Of course, parents often give their children media access for reasons that are nothing to do with technology directly – a mobile phone so they can walk home from school by themselves, a games console in their bedroom in preference to letting them play outside in the street. Whatever the reason, children are getting more and more digital media at home, so parents want to know what works in restricting, or encouraging, their media use.
Credit: E. Tjallinks, CC BY-NC-SA 2.0
What works?
It’s a little hard to say for a few reasons:
- What parents want from their children’s media use might be really different from one family to the next.
- If the idea is to prevent ‘risk’, it’s hard to know whether something is ‘risky’ or actually ‘harmful’ (e.g. is seeing sexual content harmful? Perhaps only if the young person changes their behaviour some years later as a result?).
- Can you really isolate out parents’ mediation strategy from all the other ways that parents interactwith their children?
But there are a few things we do know:
- Restrictions do reduce exposure to risks, but they also reduce opportunities. Children whose parents put in filtering software or who don’t let them go online for as long or as frequently do encounter fewer kinds of unwanted content, but they are also missing out on a range of opportunities that their peers are accessing.
- Being overly or arbitrarily restrictive can do as much harm as good. When children do not feel consulted in setting rules, they may not see the logic in them, or may think of the banned media as more attractive. Some organisations advocate writing a family ‘media contract’ together (although this may mean parents will end up with rules about their own media use too!).
- No single digital activity is going to ‘ruin’ a child. More recent research shows that older theories (like the ‘couch potato’ hypothesis that watching TV causes obesity) were a little quick to blame screen media for every bad outcome. New recommendations are a bit softer on things like ‘screen time’, and suggest that digital media use isn’t harmful if it is one of many ways that children play and engage with the people in their lives.
- Rather than worrying about risk, let’s talk about resilience. It may be nearly impossible to prevent children from ever coming across something online that might be upsetting or hurtful, kind of like how they will inevitably fall over in the playground. But what parents can do is help their children build resilience through creating supportive relationships. Then, when children do come across something that worries them (and they will), they can find resources (whether through parents or friends) to help them deal with it.
- Parents and children can learn together, on- and offline. ‘Participatory learning’ is a way of suggesting that adults (including parents, teachers and mentors) and children can together explore, discuss, play and experiment with digital media.
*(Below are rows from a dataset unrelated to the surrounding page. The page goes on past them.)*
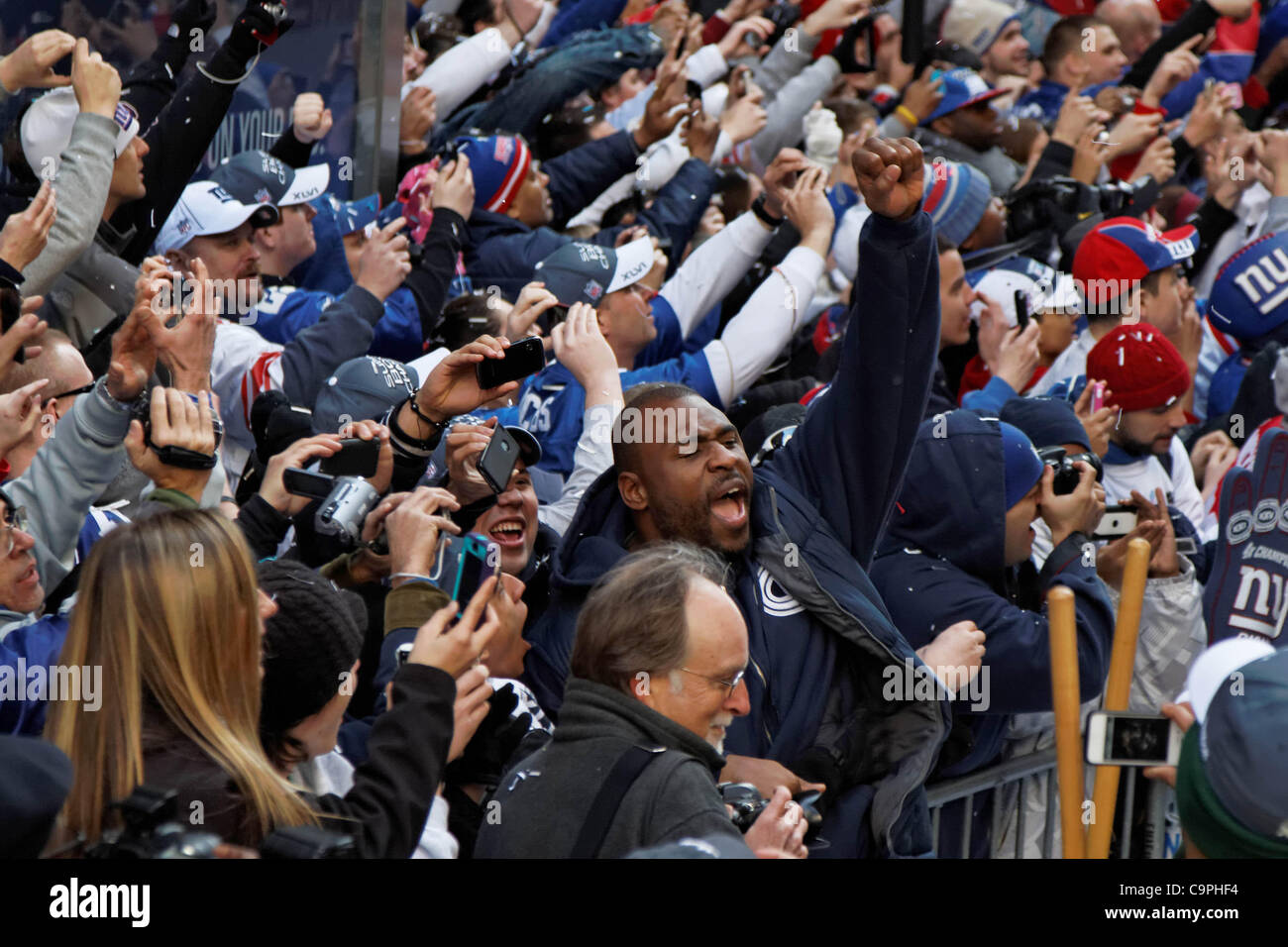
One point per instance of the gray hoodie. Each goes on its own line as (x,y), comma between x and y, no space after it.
(64,478)
(542,801)
(84,175)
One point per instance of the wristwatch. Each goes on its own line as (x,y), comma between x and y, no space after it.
(758,208)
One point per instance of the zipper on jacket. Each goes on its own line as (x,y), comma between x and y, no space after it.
(940,727)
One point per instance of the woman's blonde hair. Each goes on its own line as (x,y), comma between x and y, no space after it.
(167,607)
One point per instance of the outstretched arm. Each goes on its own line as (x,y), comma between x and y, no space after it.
(859,433)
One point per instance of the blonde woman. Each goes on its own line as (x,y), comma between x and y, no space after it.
(170,611)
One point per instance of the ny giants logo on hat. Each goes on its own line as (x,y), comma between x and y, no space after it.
(1266,275)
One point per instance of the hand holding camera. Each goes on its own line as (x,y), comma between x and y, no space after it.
(175,446)
(1078,510)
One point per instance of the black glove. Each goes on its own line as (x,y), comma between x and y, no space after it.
(262,24)
(193,14)
(494,741)
(844,50)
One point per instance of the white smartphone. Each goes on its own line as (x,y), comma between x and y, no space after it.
(1132,740)
(1117,521)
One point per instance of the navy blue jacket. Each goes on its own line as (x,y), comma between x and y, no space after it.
(818,633)
(502,252)
(943,561)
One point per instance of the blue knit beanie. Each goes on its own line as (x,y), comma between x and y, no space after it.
(956,198)
(500,165)
(1020,462)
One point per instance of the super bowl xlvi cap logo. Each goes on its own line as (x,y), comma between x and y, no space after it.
(591,253)
(125,115)
(273,167)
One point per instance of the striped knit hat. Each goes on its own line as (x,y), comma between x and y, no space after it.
(498,163)
(957,197)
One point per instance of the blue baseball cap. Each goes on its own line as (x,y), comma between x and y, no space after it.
(257,176)
(352,215)
(588,272)
(962,88)
(1249,296)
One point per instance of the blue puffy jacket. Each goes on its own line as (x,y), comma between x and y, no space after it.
(818,634)
(941,562)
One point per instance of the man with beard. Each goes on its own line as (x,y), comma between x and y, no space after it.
(209,235)
(966,128)
(1146,380)
(799,539)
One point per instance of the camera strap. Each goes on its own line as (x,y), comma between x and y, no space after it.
(621,777)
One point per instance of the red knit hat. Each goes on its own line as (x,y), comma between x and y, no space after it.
(1140,367)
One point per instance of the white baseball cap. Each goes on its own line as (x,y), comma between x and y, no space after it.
(47,128)
(205,208)
(1215,668)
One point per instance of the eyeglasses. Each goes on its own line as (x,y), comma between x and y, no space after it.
(13,519)
(729,685)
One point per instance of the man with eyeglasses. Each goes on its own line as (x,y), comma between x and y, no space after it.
(657,678)
(649,341)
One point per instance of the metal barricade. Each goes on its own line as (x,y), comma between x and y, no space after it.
(1022,776)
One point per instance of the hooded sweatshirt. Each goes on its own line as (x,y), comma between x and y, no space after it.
(818,633)
(943,561)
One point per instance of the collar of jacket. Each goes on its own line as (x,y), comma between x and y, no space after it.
(112,239)
(593,711)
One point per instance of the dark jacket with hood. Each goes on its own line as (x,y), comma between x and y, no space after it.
(818,633)
(502,252)
(943,561)
(545,797)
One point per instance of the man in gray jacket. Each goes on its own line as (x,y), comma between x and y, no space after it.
(656,680)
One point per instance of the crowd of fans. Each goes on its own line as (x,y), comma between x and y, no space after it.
(849,330)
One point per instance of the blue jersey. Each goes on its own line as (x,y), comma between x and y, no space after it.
(284,311)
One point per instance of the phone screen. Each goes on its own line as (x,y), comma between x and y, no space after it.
(356,458)
(1137,738)
(523,359)
(498,460)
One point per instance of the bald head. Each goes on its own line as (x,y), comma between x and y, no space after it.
(1134,22)
(59,361)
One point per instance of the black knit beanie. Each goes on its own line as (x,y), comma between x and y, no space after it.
(314,638)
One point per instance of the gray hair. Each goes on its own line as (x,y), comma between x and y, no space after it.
(632,621)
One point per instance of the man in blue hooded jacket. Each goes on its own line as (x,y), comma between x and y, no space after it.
(958,549)
(799,539)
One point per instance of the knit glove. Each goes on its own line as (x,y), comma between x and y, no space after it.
(261,25)
(822,137)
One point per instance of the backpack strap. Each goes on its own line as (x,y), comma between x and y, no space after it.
(604,806)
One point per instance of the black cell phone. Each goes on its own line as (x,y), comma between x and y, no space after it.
(11,311)
(522,359)
(1021,309)
(498,459)
(356,458)
(307,483)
In this model, no one is the expert, and no one is in need of protection, but both adults and children are learning together and, importantly, having fun.
Remember that amidst all the hard sells about educational apps and filtering software, there’s no ‘perfect’ answer to what to do about managing children’s media use. Most parents actually feel pretty confident about their children’s lives online, recognising that there are as many possible benefits to engaging with digital media as there are risks.
In the end, it seems that the majority of children share many of their parents’ hopes, fears and annoyances about digital technology – like their parents making judgements (although not always with the same outcome) about what is worthwhile and what is ‘wasting time’, appreciating the ability to connect to friends while feeling bothered by the constant buzzing of WhatsApp. Perhaps ‘what works’ might be to recognise that children and young people are already making those calls, and use that as a starting point.